Un caso práctico: El cotonet de Sudáfrica.

En las últimas campañas citrícolas estamos asistiendo a una gravísima situación causada por una plaga importada que ha llegado a nuestro territorio desde Sudáfrica y que sin duda se agravará en los próximos años. 

Se trata del pseudoccocido Delotoccocus aberiae. Esta nueva plaga ha forzado al agricultor a una batalla sin cuartel con los pocos productos fitosanitarios que quedan autorizados. Es dramática la falta de suficiente eficacia de los productos. Probablemente derivada de la escasa información y experiencia en el momento de la aplicación.

Contrariamente a lo deseado, los repetidos tratamientos derivan en la práctica desaparición de cualquier enemigo natural. Las sustancias activas autorizadas se basan en piretroides y neonicotinoides muy agresivos con la fauna auxiliar, pero esta es la única arma que por ahora conocen los agricultores.

Las nuevas técnicas basadas en difusores de atracción y muerte a base de feromonas y la suelta de enemigos naturales todavía no están suficientemente establecidas. Frente a esta plaga, es inevitable e imprescindible que la citricultura valenciana entre en la dinámica de introducir estas técnicas alternativas y evitar ese desequilibrio que durante muchos años se  había conseguido con la generalización de la producción integrada.

Cultivo ecológico de cítricos

Y en el cultivo ecológico de cítricos, ¿estamos en inferioridad de condiciones frente a las armas que tiene el cultivo convencional? Pues yo diría que paradójicamente estamos en una situación mejor. La limitación de uso de los fitosanitarios nos obliga a aplicar las técnicas alternativas citadas y la sensación es que cuanto menos se trata, menos problemas tenemos de este tipo de plagas.

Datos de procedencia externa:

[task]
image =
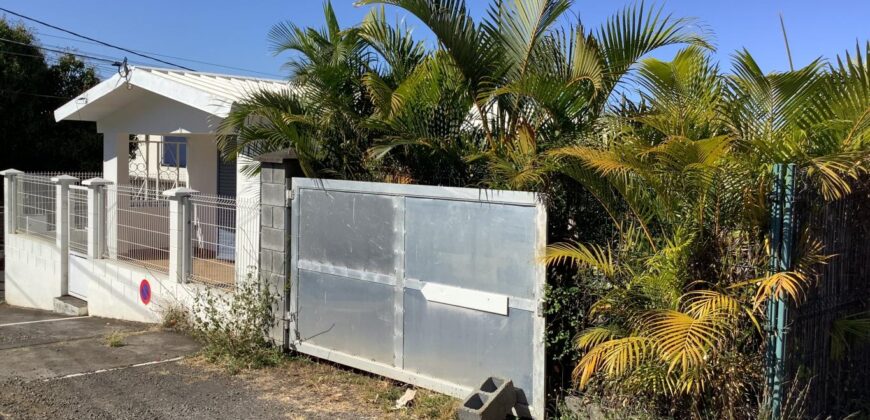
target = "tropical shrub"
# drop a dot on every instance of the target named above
(656, 173)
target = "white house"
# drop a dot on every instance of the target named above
(159, 130)
(159, 127)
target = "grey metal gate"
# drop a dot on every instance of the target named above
(436, 286)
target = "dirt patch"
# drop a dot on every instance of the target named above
(316, 389)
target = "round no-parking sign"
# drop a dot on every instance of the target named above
(145, 291)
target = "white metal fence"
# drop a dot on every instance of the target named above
(137, 228)
(36, 206)
(134, 227)
(78, 219)
(220, 247)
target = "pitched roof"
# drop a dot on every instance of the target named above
(208, 92)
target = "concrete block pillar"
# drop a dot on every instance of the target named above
(61, 225)
(96, 216)
(10, 195)
(179, 233)
(276, 174)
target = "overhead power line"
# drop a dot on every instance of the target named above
(59, 51)
(191, 60)
(95, 40)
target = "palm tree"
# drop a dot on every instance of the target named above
(322, 112)
(683, 176)
(530, 84)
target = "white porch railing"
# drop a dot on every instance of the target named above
(180, 233)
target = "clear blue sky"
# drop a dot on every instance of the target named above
(233, 33)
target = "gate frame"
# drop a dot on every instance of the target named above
(516, 198)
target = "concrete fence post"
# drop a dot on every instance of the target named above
(61, 226)
(10, 197)
(96, 216)
(277, 170)
(179, 233)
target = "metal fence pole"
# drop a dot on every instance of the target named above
(62, 224)
(179, 233)
(9, 199)
(96, 216)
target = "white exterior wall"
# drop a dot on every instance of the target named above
(33, 272)
(113, 292)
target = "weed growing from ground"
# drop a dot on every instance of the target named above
(234, 327)
(115, 339)
(175, 317)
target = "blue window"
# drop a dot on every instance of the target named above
(174, 152)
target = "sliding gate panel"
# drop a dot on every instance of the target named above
(436, 286)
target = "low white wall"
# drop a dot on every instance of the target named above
(33, 272)
(113, 292)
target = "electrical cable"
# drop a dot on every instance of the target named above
(95, 40)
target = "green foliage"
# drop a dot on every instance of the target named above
(115, 339)
(655, 172)
(234, 327)
(30, 90)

Es evidente que ello es debido a que, en las explotaciones ecológicas, la biodiversidad y los enemigos naturales tanto específicos como generalistas están haciendo un papel complementario a los productos fitosanitarios autorizados como son los aceites minerales, los trampeos y las sueltas de enemigos naturales. Estas observaciones no son meramente prácticas, sino que están refrendadas por estudios científicos tanto de IVIA como de la Universidad Politécnica.

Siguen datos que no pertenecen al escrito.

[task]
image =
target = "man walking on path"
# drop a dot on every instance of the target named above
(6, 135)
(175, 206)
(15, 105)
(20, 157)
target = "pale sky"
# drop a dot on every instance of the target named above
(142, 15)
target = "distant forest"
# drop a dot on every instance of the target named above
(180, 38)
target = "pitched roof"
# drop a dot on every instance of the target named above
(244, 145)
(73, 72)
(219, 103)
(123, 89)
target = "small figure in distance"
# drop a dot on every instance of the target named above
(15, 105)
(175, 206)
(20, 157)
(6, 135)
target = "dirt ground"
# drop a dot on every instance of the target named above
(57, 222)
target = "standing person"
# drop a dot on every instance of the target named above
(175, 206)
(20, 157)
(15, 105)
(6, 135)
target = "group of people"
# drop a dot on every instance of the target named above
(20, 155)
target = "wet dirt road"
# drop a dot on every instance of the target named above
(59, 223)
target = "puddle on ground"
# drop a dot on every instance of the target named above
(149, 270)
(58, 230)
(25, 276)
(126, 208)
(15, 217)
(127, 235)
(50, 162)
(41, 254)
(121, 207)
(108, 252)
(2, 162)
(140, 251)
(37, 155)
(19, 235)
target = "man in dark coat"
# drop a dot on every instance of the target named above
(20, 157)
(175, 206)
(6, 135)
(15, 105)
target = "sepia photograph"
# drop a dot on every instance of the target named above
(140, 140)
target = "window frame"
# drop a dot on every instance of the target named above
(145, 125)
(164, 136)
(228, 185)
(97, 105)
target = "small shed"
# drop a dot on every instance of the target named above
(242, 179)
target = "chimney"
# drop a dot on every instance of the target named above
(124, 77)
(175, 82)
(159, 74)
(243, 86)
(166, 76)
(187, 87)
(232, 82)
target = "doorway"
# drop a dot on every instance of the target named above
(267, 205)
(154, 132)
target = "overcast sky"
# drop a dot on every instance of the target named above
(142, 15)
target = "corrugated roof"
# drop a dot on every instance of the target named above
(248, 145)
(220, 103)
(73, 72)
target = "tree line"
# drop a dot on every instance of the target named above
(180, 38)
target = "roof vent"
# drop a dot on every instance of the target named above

El pánico inicial creado por la entrada de nuevas plagas y enfermedades no debería convertirse en una lucha sin cuartel basada solamente en los agroquímicos convencionales.

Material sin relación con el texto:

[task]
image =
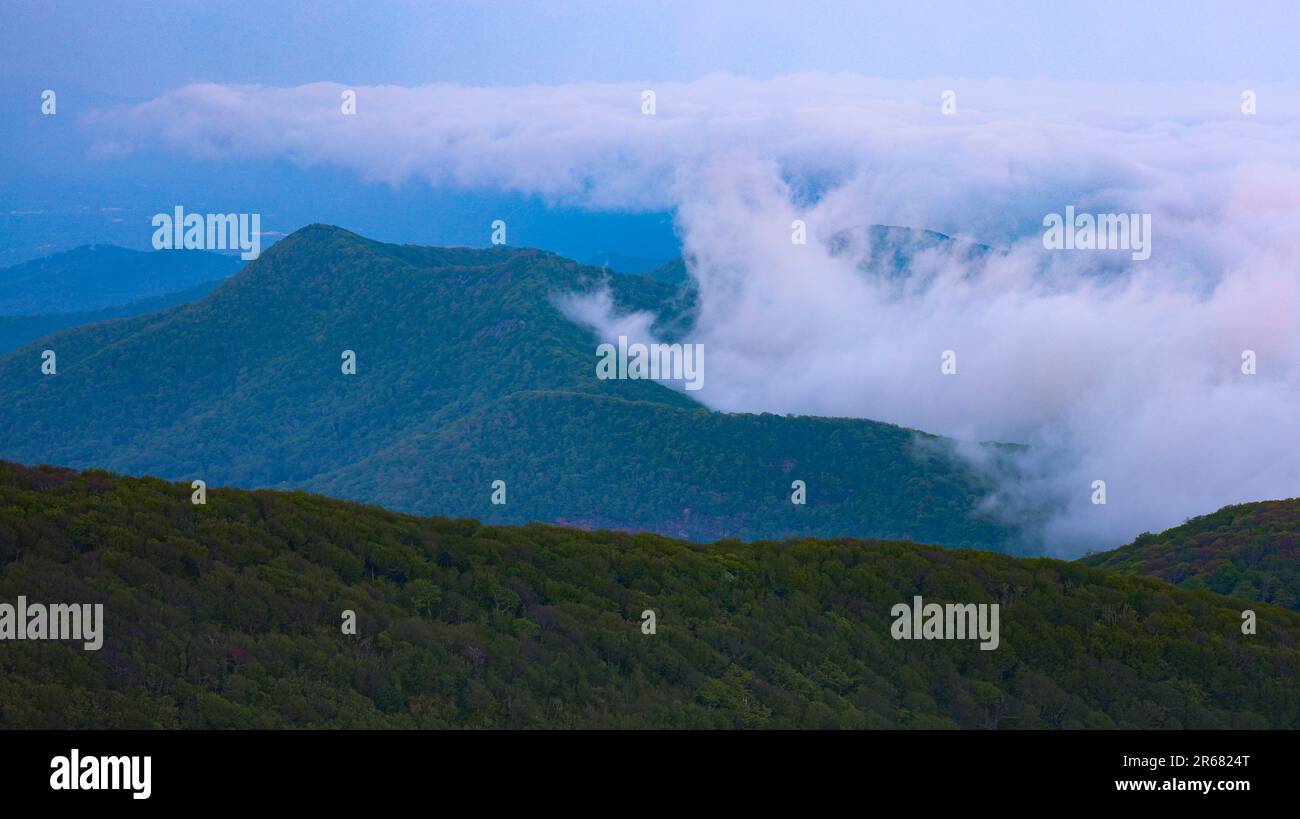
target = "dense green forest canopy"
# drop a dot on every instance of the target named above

Debemos utilizar todas nuestras armas, pero siempre teniendo como primera opción el mantener, conservar y aumentar la biodiversidad, y con ello todos los enemigos naturales que nos ayudarán, sin duda, a ese equilibrio y a mantener las poblaciones libres de fitófagos o con niveles suficientemente bajos para que no sean un factor limitante en el cultivo.

Por todo ello, las compañías deben y nos consta que están adoptando estos criterios. Están apostando por un futuro en el mercado de fitosanitarios que pueda mantener esa dualidad y biodiversidad que evite un control basado exclusivamente en la lucha química.

En ese sentido, Certis como compañía, acierta siguiendo en esa línea. No es cuestión solo de llegar al objetivo sino de buscar el camino más adecuado. Con Certis estamos colaborando agricultores y cooperativas en proyectos para demostrar que puede y debe coexistir esa agricultura ecológica e integrada basadas en principios de respeto a la fauna auxiliar a través de una línea de fitosanitarios más respetuosos y de estrategias combinadas en línea con una agricultura de futuro y que cumpla con las exigencias tanto sociales como económicas y medioambientales.

Hay que agradecer al sector de fitosanitarios que se embarque junto con el propio sector agrario en este camino. Juntos, los técnicos del sector, cooperativas, agricultores y técnicos de Certis hemos de caminar en la mejora de la sanidad vegetal para el mantenimiento de esta actividad agraria tan castigada en los últimos años. Enhorabuena por la iniciativa y esperamos ser un buen compañero de viaje.

Paco Girona López, Técnico de Federació de Cooperatives agro-alimentàries de la CV y agricultor ecológico.